Department of Epidemiology and Biostatistics, Muhimbili University of Health and Allied Sciences, Dar es Salaam, Tanzania.
Department of Community Medicine and Global Health, Institute of Health and Society, University of Oslo, Oslo, Norway.
J Acquir Immune Defic Syndr. 2018 Mar 1;77(3):243-249. doi: 10.1097/QAI.0000000000001593.
Limited studies and differential risk behaviors among men who have sex with men (MSM) in Africa calls for population-specific studies. We present results from the largest integrated biobehavioral survey among MSM in Africa to inform programming.
This was a cross-sectional study using respondent-driven sampling to recruit MSM aged 18 and above. Data on sociodemographic characteristics and HIV-related risks were collected and all participants were tested for HIV, herpes simplex virus type-2 (HSV-2), hepatitis-B virus (HBV), and syphilis RESULTS:: A total of 753 MSM with a mean age of 26.5 years participated in the study and 646 (85.7%) provided blood for biological testing. The prevalence of HIV was 22.3%, HSV-2 40.9%, syphilis 1.1%, and HBV 3.25%. Significant risk factors for HIV were age above 25, having no children [adjusted odds ratio (aOR), 2.4, 95% confidence interval (CI): 1.4 to 4.2], low HIV-risk perception (aOR, 2.6, 95% CI: 1.2 to 5.3), receptive position (aOR, 8.7, 95% CI: 1.2 to 5.3), and not using water-based lubricants (aOR, 2.6, 95% CI: 1.0 to 4.5) during the last anal sex. Also associated with HIV infection was, having sexual relationships with women (aOR, 8.0, 95% CI: 4.1 to 15.6), engaging in group sex (aOR, 3.8, 95% CI: 1.6 to 8.4), HSV-2 seropositivity (aOR, 4.1, 95% CI: 2.6 to 6.5), and history of genital ulcers (aOR, 4.1, 95% CI: 1.1 to 7.2).

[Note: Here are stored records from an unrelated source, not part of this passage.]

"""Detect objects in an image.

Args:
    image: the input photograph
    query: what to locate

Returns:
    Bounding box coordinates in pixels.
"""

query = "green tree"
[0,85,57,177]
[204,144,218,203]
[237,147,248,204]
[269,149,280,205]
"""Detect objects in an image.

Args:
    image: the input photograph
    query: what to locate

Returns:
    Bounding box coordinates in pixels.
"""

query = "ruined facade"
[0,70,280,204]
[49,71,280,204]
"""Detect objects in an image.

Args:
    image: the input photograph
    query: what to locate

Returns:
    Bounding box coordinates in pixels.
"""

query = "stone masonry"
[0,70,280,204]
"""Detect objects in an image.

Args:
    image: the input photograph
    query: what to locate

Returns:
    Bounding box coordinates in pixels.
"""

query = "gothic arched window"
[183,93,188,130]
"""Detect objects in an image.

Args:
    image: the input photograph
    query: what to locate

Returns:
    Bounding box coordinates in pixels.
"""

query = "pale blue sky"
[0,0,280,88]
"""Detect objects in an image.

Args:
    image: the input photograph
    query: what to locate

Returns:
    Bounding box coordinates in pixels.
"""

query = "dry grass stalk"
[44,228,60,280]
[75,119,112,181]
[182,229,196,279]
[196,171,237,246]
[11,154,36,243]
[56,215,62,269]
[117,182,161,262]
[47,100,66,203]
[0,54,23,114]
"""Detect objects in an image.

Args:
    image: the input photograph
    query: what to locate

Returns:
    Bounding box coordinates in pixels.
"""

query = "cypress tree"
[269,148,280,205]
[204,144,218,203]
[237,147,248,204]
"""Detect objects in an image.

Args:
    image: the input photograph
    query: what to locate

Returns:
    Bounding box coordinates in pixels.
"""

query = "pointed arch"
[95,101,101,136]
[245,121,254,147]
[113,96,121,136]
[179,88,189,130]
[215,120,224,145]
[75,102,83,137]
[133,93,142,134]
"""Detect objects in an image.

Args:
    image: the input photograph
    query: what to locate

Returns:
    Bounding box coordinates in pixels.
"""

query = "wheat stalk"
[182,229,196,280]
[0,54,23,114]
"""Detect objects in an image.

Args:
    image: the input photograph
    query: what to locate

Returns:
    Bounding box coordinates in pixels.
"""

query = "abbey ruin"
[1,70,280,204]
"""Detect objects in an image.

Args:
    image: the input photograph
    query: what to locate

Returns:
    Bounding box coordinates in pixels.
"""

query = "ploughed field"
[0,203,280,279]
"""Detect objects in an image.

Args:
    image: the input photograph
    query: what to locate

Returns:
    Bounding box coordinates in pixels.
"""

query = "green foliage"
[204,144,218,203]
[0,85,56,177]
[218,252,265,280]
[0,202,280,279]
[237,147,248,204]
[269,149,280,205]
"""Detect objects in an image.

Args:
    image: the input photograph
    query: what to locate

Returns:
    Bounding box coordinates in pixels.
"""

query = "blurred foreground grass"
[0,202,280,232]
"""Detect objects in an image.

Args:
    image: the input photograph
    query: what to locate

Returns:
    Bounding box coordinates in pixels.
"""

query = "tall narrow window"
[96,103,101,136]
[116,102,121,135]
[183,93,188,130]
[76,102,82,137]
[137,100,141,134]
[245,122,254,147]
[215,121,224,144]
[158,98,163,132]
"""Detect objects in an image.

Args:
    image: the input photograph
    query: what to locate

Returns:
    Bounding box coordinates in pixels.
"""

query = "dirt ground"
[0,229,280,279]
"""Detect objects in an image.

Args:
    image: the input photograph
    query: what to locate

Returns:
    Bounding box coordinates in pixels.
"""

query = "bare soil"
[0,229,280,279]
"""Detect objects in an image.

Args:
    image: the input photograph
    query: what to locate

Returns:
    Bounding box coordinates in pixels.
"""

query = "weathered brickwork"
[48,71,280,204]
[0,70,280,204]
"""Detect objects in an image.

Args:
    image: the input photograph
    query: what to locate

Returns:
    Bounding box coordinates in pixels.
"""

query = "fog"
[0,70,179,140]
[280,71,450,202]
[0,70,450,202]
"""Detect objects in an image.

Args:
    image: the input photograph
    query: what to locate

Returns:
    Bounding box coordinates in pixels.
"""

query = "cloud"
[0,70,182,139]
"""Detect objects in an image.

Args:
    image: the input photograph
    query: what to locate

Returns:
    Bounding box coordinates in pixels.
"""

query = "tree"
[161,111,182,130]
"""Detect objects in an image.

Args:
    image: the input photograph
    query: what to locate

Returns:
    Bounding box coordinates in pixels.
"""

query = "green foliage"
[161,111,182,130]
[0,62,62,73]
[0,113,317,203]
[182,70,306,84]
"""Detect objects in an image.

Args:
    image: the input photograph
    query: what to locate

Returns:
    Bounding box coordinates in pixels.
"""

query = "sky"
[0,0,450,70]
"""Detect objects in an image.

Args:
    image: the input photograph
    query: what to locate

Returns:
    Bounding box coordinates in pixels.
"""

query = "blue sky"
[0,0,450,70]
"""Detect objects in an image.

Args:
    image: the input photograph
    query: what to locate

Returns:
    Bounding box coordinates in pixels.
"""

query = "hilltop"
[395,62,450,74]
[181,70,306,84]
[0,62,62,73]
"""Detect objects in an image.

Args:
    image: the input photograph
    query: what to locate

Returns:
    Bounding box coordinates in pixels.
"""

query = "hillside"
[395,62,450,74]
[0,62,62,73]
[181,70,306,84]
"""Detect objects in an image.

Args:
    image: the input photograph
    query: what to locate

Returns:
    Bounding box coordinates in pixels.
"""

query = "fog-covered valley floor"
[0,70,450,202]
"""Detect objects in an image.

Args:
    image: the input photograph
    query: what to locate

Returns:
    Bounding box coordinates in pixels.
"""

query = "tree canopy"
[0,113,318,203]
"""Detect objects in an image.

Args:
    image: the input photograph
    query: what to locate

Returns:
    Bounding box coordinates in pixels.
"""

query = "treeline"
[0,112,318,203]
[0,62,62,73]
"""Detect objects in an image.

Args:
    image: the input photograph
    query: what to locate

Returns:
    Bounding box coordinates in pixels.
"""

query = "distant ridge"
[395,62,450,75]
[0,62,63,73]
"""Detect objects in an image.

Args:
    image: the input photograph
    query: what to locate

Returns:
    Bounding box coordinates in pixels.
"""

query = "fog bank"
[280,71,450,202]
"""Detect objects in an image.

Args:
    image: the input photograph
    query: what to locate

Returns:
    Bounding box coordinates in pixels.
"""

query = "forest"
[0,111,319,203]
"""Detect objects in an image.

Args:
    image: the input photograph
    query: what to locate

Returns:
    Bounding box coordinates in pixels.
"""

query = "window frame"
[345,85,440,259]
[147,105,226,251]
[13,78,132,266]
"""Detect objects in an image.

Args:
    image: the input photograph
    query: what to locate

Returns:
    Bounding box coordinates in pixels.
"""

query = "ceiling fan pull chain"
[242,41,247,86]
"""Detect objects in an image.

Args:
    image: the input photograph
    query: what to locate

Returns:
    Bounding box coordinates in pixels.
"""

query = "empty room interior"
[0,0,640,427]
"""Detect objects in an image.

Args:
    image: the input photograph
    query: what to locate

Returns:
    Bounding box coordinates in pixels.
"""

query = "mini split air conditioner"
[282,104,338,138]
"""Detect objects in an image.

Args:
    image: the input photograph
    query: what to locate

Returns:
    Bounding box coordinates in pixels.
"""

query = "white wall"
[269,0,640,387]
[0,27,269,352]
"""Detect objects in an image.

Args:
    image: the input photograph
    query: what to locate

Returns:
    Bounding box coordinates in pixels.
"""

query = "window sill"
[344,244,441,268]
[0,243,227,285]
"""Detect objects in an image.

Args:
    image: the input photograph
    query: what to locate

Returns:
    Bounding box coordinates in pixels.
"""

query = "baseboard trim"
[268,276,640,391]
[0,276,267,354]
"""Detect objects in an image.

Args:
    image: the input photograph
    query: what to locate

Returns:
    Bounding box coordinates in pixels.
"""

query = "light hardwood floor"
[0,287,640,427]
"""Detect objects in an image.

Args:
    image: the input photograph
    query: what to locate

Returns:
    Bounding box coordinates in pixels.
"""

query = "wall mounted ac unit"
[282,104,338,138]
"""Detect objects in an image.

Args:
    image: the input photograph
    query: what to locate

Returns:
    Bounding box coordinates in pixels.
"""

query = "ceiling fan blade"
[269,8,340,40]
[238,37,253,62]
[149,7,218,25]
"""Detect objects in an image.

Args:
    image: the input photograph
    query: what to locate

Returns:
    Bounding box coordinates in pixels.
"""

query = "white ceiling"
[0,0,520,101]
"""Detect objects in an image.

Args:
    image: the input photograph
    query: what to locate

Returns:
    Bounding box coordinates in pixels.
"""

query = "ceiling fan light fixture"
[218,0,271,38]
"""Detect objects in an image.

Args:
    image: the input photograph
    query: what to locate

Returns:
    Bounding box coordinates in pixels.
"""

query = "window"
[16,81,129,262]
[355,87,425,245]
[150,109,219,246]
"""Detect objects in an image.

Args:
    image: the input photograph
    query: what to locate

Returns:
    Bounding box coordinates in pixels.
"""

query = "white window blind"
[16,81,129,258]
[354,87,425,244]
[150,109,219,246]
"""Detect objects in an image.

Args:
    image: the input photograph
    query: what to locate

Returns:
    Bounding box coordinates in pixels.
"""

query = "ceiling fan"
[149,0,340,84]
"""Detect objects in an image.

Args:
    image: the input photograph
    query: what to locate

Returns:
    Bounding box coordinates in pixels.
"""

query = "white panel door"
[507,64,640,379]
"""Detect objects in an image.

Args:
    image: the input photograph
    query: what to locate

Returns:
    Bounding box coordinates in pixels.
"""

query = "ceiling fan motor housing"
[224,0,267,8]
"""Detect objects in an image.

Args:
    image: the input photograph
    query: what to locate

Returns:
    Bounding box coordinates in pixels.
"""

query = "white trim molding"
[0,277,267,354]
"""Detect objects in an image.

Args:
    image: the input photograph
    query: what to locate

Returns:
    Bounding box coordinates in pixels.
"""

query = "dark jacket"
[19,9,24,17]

HIV infection and HSV-2 were highly prevalent among MSM. Low perceived HIV risk, practice of risk behaviors, and infection with HSV-2 were significant predictors of HIV infection. Behavioral interventions, HSV-2 suppressive therapies, and pre-exposure prophylaxis are highly needed.
在非洲,针对男男性行为者(MSM)的研究有限,且风险行为存在差异,因此需要进行针对特定人群的研究。我们呈现了迄今为止在非洲针对 MSM 开展的最大规模综合性生物行为调查结果,为制定规划提供信息。
这是一项横断面研究,采用回应者驱动抽样招募年龄在 18 岁及以上的 MSM。收集社会人口统计学特征和与 HIV 相关的风险数据,所有参与者均接受 HIV、单纯疱疹病毒 2 型(HSV-2)、乙型肝炎病毒(HBV)和梅毒检测。
共有 753 名 MSM 参与了这项研究,平均年龄为 26.5 岁,其中 646 名(85.7%)提供了血液进行生物学检测。HIV 感染率为 22.3%,HSV-2 为 40.9%,梅毒为 1.1%,HBV 为 3.25%。HIV 的显著危险因素包括年龄大于 25 岁、没有孩子[调整后的优势比(aOR),2.4,95%置信区间(CI):1.4 至 4.2]、HIV 风险认知低[aOR,2.6,95%CI:1.2 至 5.3]、接受性体位[aOR,8.7,95%CI:1.2 至 5.3]和最后一次性肛交时不使用水基润滑剂[aOR,2.6,95%CI:1.0 至 4.5]。与 HIV 感染相关的因素还包括与女性发生性关系[aOR,8.0,95%CI:4.1 至 15.6]、群交[aOR,3.8,95%CI:1.6 至 8.4]、HSV-2 阳性[aOR,4.1,95%CI:2.6 至 6.5]和生殖器溃疡史[aOR,4.1,95%CI:1.1 至 7.2]。
HIV 感染和 HSV-2 在 MSM 中高度流行。HIV 风险认知低、风险行为的实施以及 HSV-2 感染是 HIV 感染的重要预测因素。需要采取行为干预、HSV-2 抑制疗法和暴露前预防措施。